As obras de beneficiação da linha do Vale do Vouga vão levar ao encerramento de algumas passagens de nível. Tanto o presidente da Junta de Freguesia da Branca, como a Câmara Municipal estão do lado das populações, que mostram-se desagradadas, entendendo que nada poderá ser feito “sem a sua auscultação”, conforme referiu Fernando Soares Ferreira, autarca local.
A Refer, responsável pelas infra-estruturas, tem substituído as solipas de madeira em algumas zonas, mas também alguns carris e no que respeita à estação da Branca, no extremo norte da localidade, nem um cais minimamente digno, nem um prego na referida estação que se encontra quase em ruínas.
Um verdadeiro ex-líbris
A Auranca, em devido tempo, fez chegar às entidades competentes uma missiva onde manifestava preocupação pelo estado avançado de degradação desta infra-estrutura ferroviária centenária, um verdadeiro ex-líbris em termos patrimoniais e arquitectónicos, a única neste estado no troço Sernada – Espinho.
Na passada sexta-feira, o Litoral Centro tentou contactar alguém ligado aos trabalhos desta via mas sem êxito. Na semana anterior, um funcionário não identificado da Refer, junto a uma passagem de nível, afirmou que as obras de maior relevo estavam a ser executadas no troço São João da Madeira – Espinho e nada mais adiantando, remeteu para as equipas que têm os seus contentores junto da estação de Albergaria.
Pelo menos por agora já “enfeitaram” a via-férrea com sinalização “por tudo quanto é sítio”. Mas isso por si só é insuficiente. Enquanto não fizerem circular mais composições no troço com horários ajustados aos reais interesses e necessidades das populações.
Dinamizar a via
É preciso dinamizar a via para a poder rentabilizar, reduzindo o tempo de viagem entre Sernada e Espinho, podendo constituir uma boa alternativa ao troço Estarreja – Espinho, na linha do Norte, com ligação ao Porto, evitando desta maneira as deslocações destas populações para estações da linha do Norte.

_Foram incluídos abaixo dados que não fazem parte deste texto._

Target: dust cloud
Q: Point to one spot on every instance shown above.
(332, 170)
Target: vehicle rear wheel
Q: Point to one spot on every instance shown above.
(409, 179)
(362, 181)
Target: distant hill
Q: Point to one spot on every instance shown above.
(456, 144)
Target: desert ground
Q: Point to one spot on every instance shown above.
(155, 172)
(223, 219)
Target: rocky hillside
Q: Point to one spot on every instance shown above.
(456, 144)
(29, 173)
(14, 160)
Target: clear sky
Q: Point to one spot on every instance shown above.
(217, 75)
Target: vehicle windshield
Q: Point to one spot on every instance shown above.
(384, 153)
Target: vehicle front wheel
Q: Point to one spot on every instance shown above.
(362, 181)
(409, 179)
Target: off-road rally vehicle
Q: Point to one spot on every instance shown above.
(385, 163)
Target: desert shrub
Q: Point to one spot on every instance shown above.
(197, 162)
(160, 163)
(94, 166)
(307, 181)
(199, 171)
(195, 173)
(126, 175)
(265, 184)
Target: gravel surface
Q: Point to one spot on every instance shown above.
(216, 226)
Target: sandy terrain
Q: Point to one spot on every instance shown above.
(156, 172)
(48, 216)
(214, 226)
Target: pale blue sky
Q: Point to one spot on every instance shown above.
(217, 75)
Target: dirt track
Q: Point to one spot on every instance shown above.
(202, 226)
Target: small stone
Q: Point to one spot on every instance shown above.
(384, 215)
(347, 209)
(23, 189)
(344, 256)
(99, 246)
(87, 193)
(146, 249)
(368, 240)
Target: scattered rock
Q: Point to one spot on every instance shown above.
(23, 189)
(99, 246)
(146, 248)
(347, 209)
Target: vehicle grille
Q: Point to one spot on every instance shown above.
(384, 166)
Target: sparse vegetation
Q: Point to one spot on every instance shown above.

Aproveitamento para turismo
No Verão, este troço poderia ser aproveitado para turismo, como já foi feito com grupos de cinquenta pessoas e mais ainda, em viagens entre Espinho e Sernada, com almoço nesta localidade em restaurante ambulante, junto ao rio, seguindo depois de autocarro para uma visita guiada para o museu ferroviário de Macinhata do Vouga, em Águeda, retomando o autocarro em direcção a Aveiro.
Ora esta viagem, se tivesse ligações ferroviárias, poderia ter seguido até Aveiro. Mas não havendo composições que façam as ligações, há a necessidade de utilizar transporte alternativo.
01-03-2010
Fonte: Litoral Centro





1 comentário
#1Gonçalo19 de Abril de 2011, 19:44
Grande trabalho que a Auranca está a fazer.
Realmente a linha do Vouguinha tem de ser dinamizada e revitalizada.
Falta de informação do trajecto, horários e paragens não potencia o turismo tanto desejado.
Auranca por uma vila sem “brancas” nos cérebros do Governo e(ou) empresas públicas inerentes continuem o vosso trabalho!